Dieses Deutschlandticket soll bei der Zählung von Fahrgastströmen helfen. (Foto: Andreas Sebayang/Notebookcheck.com)
Dieses Deutschlandticket soll bei der Zählung von Fahrgastströmen helfen. (Foto: Andreas Sebayang/Notebookcheck.com)
Der deutsche Bundesverkehrsminister sieht Papierfahrscheine als Bremse der Gesellschaft. Mit einem digitalen Deutschlandticket sollen Fahrgäste hingegen dabei helfen, bessere Daten für Angebote zu erfassen. Doch das geht mit dem Deutschlandticket gar nicht.

Die Bevölkerung Deutschlands soll beim Messen der tatsächlichen Nutzung von Bussen und Bahnen helfen, so der Aufruf des Bundesverkehrsministers Volker Wissing. Wissing sagt dazu: "Wir stoßen beim ÖPNV an Grenzen: An der einen Stelle fahren Busse zu wenig, an der anderen Stelle fahren sie leer durch die Gegend. Weil uns Informationen fehlen. Mit Papiertickets werden wir diese niemals bekommen. Wo Kosten steigen und Effizienz besser werden muss, ist es wichtig, dass wir Daten generieren".

Dafür sollen Fahrgäste auf das digitale Deutschlandticket setzen. Nur "Durch die Nutzung des digitalen Deutschlandtickets" wäre es möglich, diese Daten zu erheben und jedes digitale Deutschlandticket soll dazu einen Beitrag leisten, heißt es aus dem Verkehrsministerium, das sich zugleich um Digitales in Deutschland kümmert. Doch bei einem genauen Blick auf das Deutschlandticket zeigt sich schnell, dass es auch in der digitalen Variante nicht für eine Zählung konzipiert oder geeignet ist.

Die für eine Zählung notwendigen Voraussetzungen bestehen rund um die Deutschlandticket-Infrastruktur nämlich gar nicht. Für die Nutzung von U-Bahnen (Berlin, Hamburg, München, Nürnberg) oder Stadtbahnen (Köln, Düsseldorf und weitere) braucht es beispielsweise kein Vorzeigen des Fahrscheins. Das gilt üblicherweise auch für den Regional- und S-Bahnverkehr. Auslastungsdaten mit dem Deutschlandticket zu erreichen, das es digital als Chipkarte und Handyticket gibt, wäre also nicht möglich. Aus einer Zählperspektive ist es mit dem Papierticket gleichgestellt.

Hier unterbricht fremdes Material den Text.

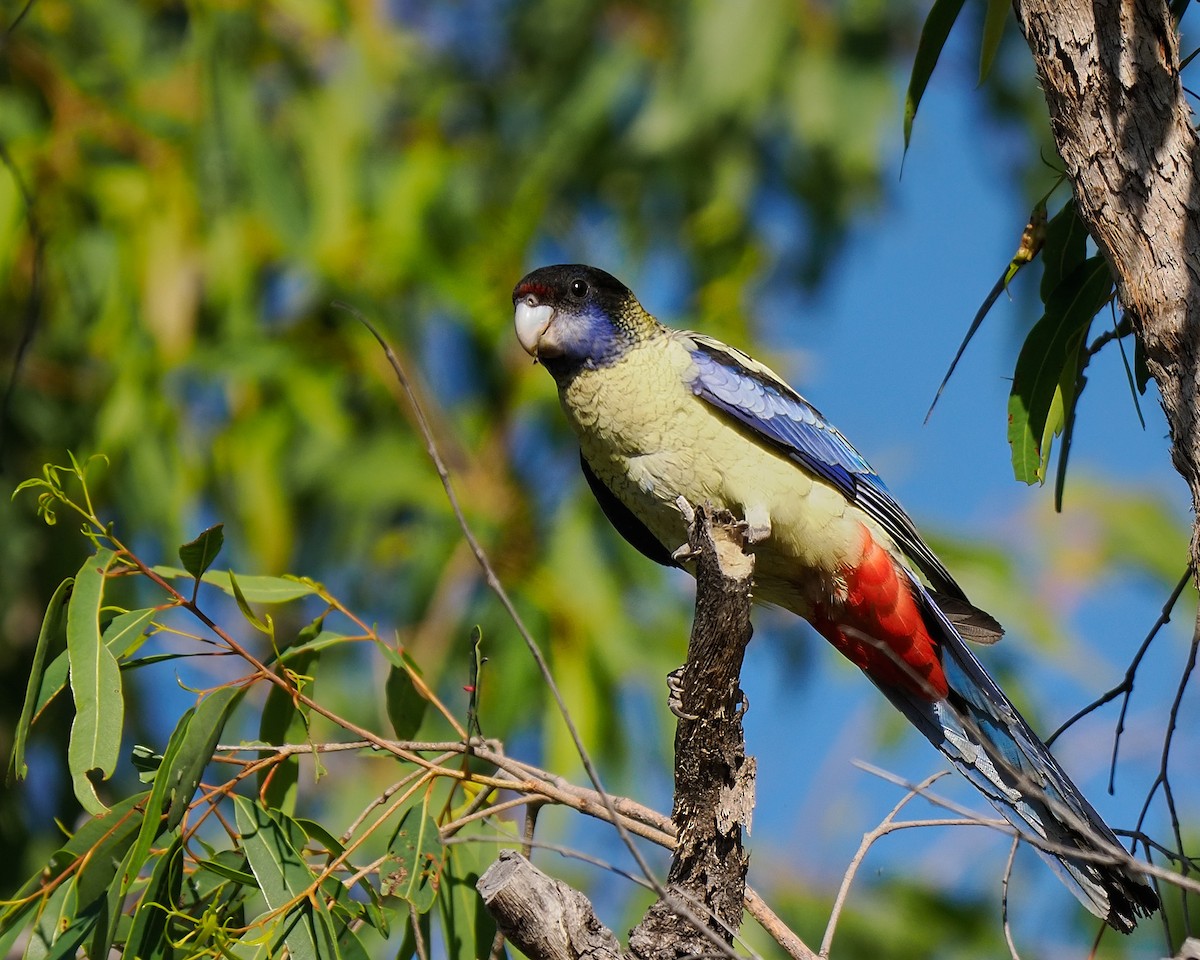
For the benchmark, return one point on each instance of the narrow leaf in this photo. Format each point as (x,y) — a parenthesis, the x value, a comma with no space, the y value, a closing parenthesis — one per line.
(105,857)
(196,749)
(273,845)
(160,796)
(123,636)
(993,33)
(95,684)
(257,589)
(1049,365)
(1065,249)
(933,37)
(198,555)
(244,606)
(412,869)
(1032,239)
(468,928)
(282,723)
(148,935)
(53,633)
(477,671)
(406,706)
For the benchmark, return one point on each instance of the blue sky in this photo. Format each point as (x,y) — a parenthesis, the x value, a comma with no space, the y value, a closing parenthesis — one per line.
(888,321)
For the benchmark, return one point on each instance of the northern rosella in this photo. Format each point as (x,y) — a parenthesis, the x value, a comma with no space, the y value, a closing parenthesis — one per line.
(664,414)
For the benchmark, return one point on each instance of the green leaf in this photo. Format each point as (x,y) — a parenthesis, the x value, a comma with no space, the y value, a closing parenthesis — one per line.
(469,929)
(53,633)
(257,589)
(477,669)
(282,723)
(123,636)
(198,555)
(412,868)
(993,33)
(148,935)
(406,706)
(933,37)
(95,684)
(59,904)
(228,864)
(1048,369)
(273,845)
(319,642)
(1065,249)
(408,945)
(1140,370)
(196,749)
(105,857)
(262,625)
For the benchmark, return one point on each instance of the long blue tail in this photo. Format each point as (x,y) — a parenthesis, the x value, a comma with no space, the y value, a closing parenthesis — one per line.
(979,730)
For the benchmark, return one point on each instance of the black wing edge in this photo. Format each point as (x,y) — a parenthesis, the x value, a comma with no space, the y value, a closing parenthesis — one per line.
(627,523)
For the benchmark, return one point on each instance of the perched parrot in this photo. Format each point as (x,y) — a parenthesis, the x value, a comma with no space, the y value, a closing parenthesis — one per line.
(664,414)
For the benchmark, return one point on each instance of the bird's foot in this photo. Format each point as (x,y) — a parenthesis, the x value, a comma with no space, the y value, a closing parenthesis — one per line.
(756,527)
(685,551)
(675,695)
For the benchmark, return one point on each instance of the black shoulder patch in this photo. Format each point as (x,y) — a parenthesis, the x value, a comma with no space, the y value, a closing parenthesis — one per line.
(625,521)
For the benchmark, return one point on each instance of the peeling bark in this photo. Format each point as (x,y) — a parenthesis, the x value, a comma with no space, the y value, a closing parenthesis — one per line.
(1109,70)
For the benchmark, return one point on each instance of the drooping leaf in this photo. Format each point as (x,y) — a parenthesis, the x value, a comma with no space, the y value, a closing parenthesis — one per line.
(1065,249)
(285,721)
(257,589)
(1140,370)
(53,634)
(273,844)
(196,749)
(123,636)
(468,928)
(477,669)
(412,869)
(198,555)
(95,684)
(1049,365)
(1032,239)
(263,624)
(406,706)
(933,37)
(49,894)
(105,858)
(993,33)
(148,935)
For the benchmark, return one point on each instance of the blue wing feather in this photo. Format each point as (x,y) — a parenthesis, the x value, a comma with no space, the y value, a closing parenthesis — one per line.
(762,402)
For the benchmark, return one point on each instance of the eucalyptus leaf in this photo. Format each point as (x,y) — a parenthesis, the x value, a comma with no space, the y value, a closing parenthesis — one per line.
(95,741)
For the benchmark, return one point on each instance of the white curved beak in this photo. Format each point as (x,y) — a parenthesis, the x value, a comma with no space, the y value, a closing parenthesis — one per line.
(532,319)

Prinzipiell könnte man zwar über manuelle Ticketkontrollen Fahrgäste erfassen, doch diese geschehen zu selten und sind je nach Verkehrsbetrieb auch stark von der Tageszeit abhängig. Statistisch ist die Verfälschung der Daten ein Risiko. Zudem wäre bei einer manuellen Kontrolle auch die Erfassung von Papierfahrscheinen möglich, die typischerweise aber nur per Sichtkontrolle geprüft werden. Technisch gesehen könnte aber auch ein QR-Code auf Fahrschienen, oder wie bei der Deutschen Bahn ein Aztec-Code, leicht digital erfasst werden.

Es fehlen dann aber noch essentielle Daten: wann ist der Fahrgast eingestiegen und wann wird er aussteigen? Diese Daten werden bei einer Kontrolle nicht erhoben. Solche Erfassungen gibt es durchaus. Das ist eine typische Aufgabe von Fahrgastumfragen. Vor allem die Deutsche Bahn arbeitet mit solchen Umfragen in Zügen.

Auslastungsdaten von Mobilfunknetzbetreibern dürften hier aussagekräftiger sein. So ließen sich etwa die Anzahl der eingebuchten Fahrgäste in eine Zelle zumindest bei Untergrundsystemen messen. Aber selbst oberirdisch kann über Mobilfunkdaten eine Verlagerung des Verkehrs erkannt werden. Alternativ gibt es Zählzugsysteme, die Ein- und Ausstiege zählen. Besonders volle Segmente einer Fahrt können so erkannt werden. Die S-Bahn Hamburg hat etwa 29 Zählzüge.

Busse eignen sich bedingt zum Zählen

Bei Bussen ist eine Zählung prinzipiell besser umsetzbar, auch wenn es hier natürlich ebenfalls Busse mit Zählausrüstung gibt. Aber hier eignet sich eben auch die Ticketkontrolle zum Zählen.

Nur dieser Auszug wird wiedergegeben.